If this process ends
with a ruling Kendrick Johnson's death was a homicide, not an accident,
then authorities would logically reopen their investigation. And with
that, the Johnsons hope, they'll find out who is responsible.
Maybe then they'll see
the full surveillance footage from the school gymnasium that winter day,
which might show whether anyone else was there with Kendrick Johnson.
And maybe they'll find
out who stuffed newspaper in place of the teenager's internal organs.

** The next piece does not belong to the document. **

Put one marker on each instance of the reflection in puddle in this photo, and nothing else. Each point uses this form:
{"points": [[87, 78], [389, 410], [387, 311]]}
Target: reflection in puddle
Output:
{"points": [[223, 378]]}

GBI spokeswoman Sherry Lang said the organs were placed in Johnson's
body before it was sent to a funeral home. The funeral home's owner,
Antonio Harrington, wrote to the family that his firm never received the
teen's organs, claiming they were "discarded by the prosecutor."
Jacquelyn Johnson says the family is committed to keeping Kendrick's spirit alive.
They held a party this
week to mark what would have been his 18th birthday. And Jacquelyn
Johnson says she still talks to him, up in heaven, to "tell him that I
love him and I missed him."
Asked why she does, the mother said, "It just gives me more motivation to keep fighting for him -- until we get justice."
CNN's Victor Blackwell contributed to this report.